Benjamin Barber, Walt Whitman Professor of Political Science Emeritus at Rutgers University, said in an interview with YES! Magazine that municipal leaders can’t afford to be ideologues. “Their job is to pick up the garbage, to assure fire and safety services, and to ensure that police and teachers do their jobs.”
This pragmatism requires civility. “Mayors simply can’t afford to trade in bigotry,” he said. “A businessman like [former New York Mayor Michael] Bloomberg has to deal with the unions, and a progressive like [current New York Mayor Bill] de Blasio has to deal with business and developers.”
Perhaps this focus on getting work done explains why nearly two-thirds of Americans polled by the Pew Research Center have a favorable view of their local government at a time when just 28 percent approve of the federal government.
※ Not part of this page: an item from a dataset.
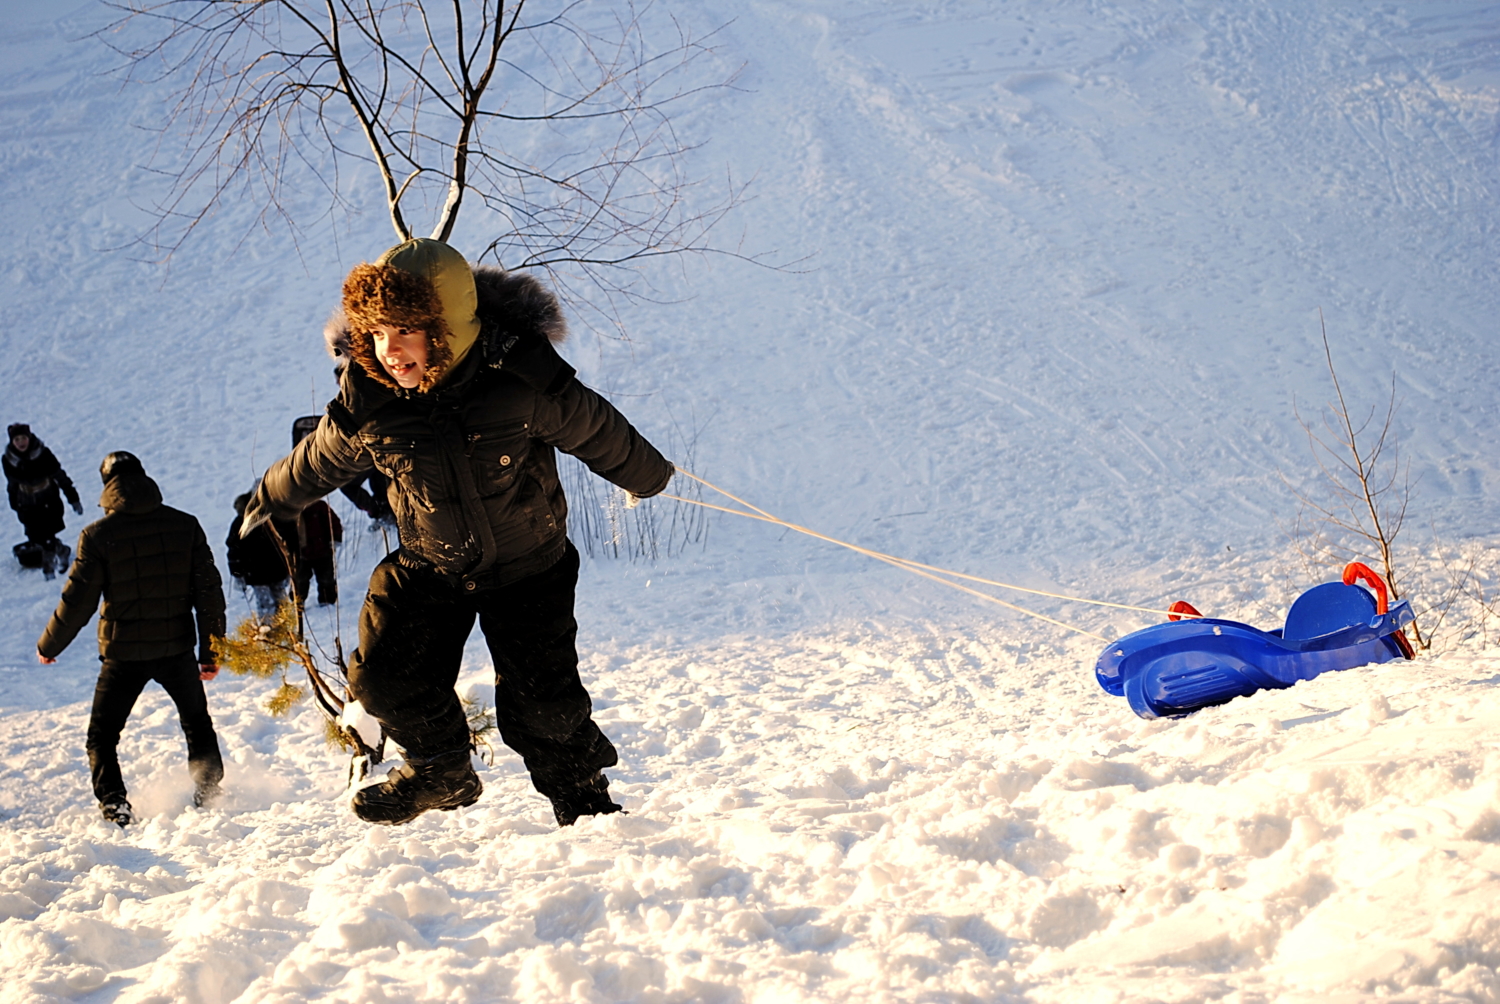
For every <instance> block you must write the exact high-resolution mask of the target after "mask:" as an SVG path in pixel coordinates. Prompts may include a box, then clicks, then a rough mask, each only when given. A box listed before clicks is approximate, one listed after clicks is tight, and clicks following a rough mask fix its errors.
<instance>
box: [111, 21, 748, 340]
mask: <svg viewBox="0 0 1500 1004" xmlns="http://www.w3.org/2000/svg"><path fill="white" fill-rule="evenodd" d="M108 3H110V6H113V8H114V9H115V11H118V12H120V17H118V20H117V21H115V23H114V24H111V26H110V27H107V29H105V30H102V32H101V33H99V38H102V39H104V41H105V42H107V44H108V45H111V47H113V48H114V50H115V51H117V53H120V54H121V56H123V57H124V65H123V66H121V71H123V74H124V77H126V78H127V80H142V81H147V80H148V81H157V80H165V78H171V80H177V81H180V86H178V89H177V93H175V98H174V104H172V105H171V107H169V108H168V111H166V117H165V123H163V125H162V129H160V141H159V146H157V150H156V155H154V156H153V161H151V164H150V170H153V171H156V173H159V174H160V176H162V177H165V179H166V180H168V188H166V192H165V195H163V197H162V198H160V200H159V201H157V203H154V204H153V206H151V210H153V212H154V215H156V225H154V227H153V230H151V231H150V233H148V234H145V236H144V237H142V239H141V243H142V245H145V246H148V248H151V249H153V251H154V252H157V254H159V255H162V257H165V258H169V257H171V255H172V254H174V252H175V251H177V249H178V248H180V246H181V245H183V243H184V242H186V240H187V239H189V237H190V236H192V233H193V231H195V230H196V227H199V225H201V224H202V222H204V221H205V219H207V218H208V216H211V215H213V213H216V212H217V210H219V209H222V207H226V206H229V204H246V203H251V204H258V206H260V212H258V218H257V222H258V225H260V227H270V225H272V224H273V222H279V224H284V225H287V227H288V228H290V230H291V233H293V236H294V237H296V236H297V234H299V233H300V227H302V225H305V224H306V222H308V221H309V219H323V218H326V216H327V215H330V213H333V212H335V210H339V209H347V207H348V206H350V203H348V197H350V194H351V192H353V191H356V189H357V188H360V186H362V185H365V183H368V182H365V180H363V179H366V177H368V174H366V173H368V171H374V174H375V176H377V177H378V180H380V185H381V191H383V194H384V200H386V206H387V210H389V213H390V219H392V227H393V228H395V231H396V233H398V236H399V237H401V239H407V237H410V236H411V234H413V233H414V231H417V230H429V233H431V234H432V236H434V237H437V239H440V240H449V239H450V237H452V236H453V233H455V225H456V224H458V221H459V213H460V210H462V209H463V206H465V204H468V203H471V201H474V203H477V204H478V206H481V207H483V210H484V227H486V228H487V230H489V231H490V234H492V236H489V237H486V242H484V251H483V254H481V255H478V257H480V258H490V260H496V261H499V264H504V266H507V267H534V269H540V270H544V272H547V273H549V275H550V276H552V279H553V281H555V282H556V284H558V285H559V288H562V290H571V293H573V296H571V297H570V299H577V297H579V296H580V294H582V302H583V303H585V305H588V306H595V308H598V309H601V312H604V314H606V315H612V314H613V306H612V305H613V303H615V302H616V299H618V297H624V300H630V299H634V297H637V296H642V294H640V293H637V282H640V281H642V278H640V272H639V266H640V264H642V263H645V261H649V260H652V258H658V257H664V255H678V254H685V252H714V254H727V255H730V257H735V258H741V260H745V261H753V263H757V264H765V257H763V255H750V254H741V252H739V251H738V249H732V248H718V246H715V245H714V243H711V240H709V233H711V231H712V230H714V227H715V225H718V224H720V222H721V221H723V219H724V216H726V215H727V213H729V212H730V210H732V209H733V207H735V206H738V204H741V201H742V200H744V186H742V185H735V183H733V182H732V179H730V180H729V183H727V185H726V186H724V188H723V189H720V191H718V194H717V195H711V194H709V192H708V191H706V189H705V186H703V185H702V183H700V182H697V180H694V179H690V177H688V176H687V173H685V170H684V161H685V158H687V155H688V153H691V152H693V150H694V149H696V147H694V144H693V143H690V141H685V140H684V138H682V137H679V135H678V131H676V128H675V126H676V123H675V122H673V119H672V114H673V111H675V110H678V108H685V104H684V102H687V101H688V99H700V98H702V96H703V95H705V93H708V92H712V90H717V89H730V87H732V78H733V72H721V71H718V69H717V60H718V59H720V57H718V54H717V51H715V48H714V44H715V41H714V35H715V33H712V32H711V33H708V35H705V36H697V35H694V33H691V32H690V30H687V29H685V27H684V26H682V24H681V23H678V21H676V20H675V18H673V20H666V18H658V17H655V15H654V12H652V6H651V3H645V6H636V5H634V3H631V2H628V0H627V2H625V3H604V2H603V0H600V2H594V0H552V2H547V0H510V2H508V3H507V0H108ZM648 15H652V17H648ZM648 21H651V23H657V21H660V24H661V26H663V27H666V30H667V32H669V33H675V35H670V36H669V41H667V42H666V44H664V45H660V47H657V45H654V44H652V42H648V39H646V23H648ZM356 137H357V140H356ZM169 138H177V140H180V141H181V144H183V146H181V149H180V150H172V149H171V147H169V144H168V140H169ZM308 177H311V179H312V180H314V182H315V188H311V189H309V186H308V185H305V179H308ZM318 191H321V192H324V194H326V195H327V200H329V203H327V207H326V209H324V210H314V212H309V210H308V209H306V201H308V195H309V194H317V192H318ZM423 218H426V219H431V222H432V227H431V228H426V227H414V225H413V221H420V219H423ZM772 267H775V266H772ZM562 269H570V270H571V273H570V275H571V276H574V278H580V279H582V282H583V288H577V287H574V285H573V282H571V279H564V276H562V273H561V270H562ZM588 287H592V290H594V291H592V293H586V291H585V290H586V288H588ZM591 296H592V297H598V299H600V302H598V303H591V302H589V297H591Z"/></svg>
Along with pragmatism, cities have the advantage of multiculturalism and the innovative spark that goes with it, Barber says. “Cities are points of intersection, communication, sharing, and travel,” he said. “And cities have always—to paraphrase Whitman—contained multitudes.”
Nations, on the other hand, are a more recent idea, more oriented around independence than interdependence, and more competitive. “The last 400 years of nation-states ruling the world has gone very badly, with war, genocide, rivalry, and very little social justice as a consequence.
Cities are solving problems while nation-states are failing. So it’s time to put cities in charge. Of the whole world.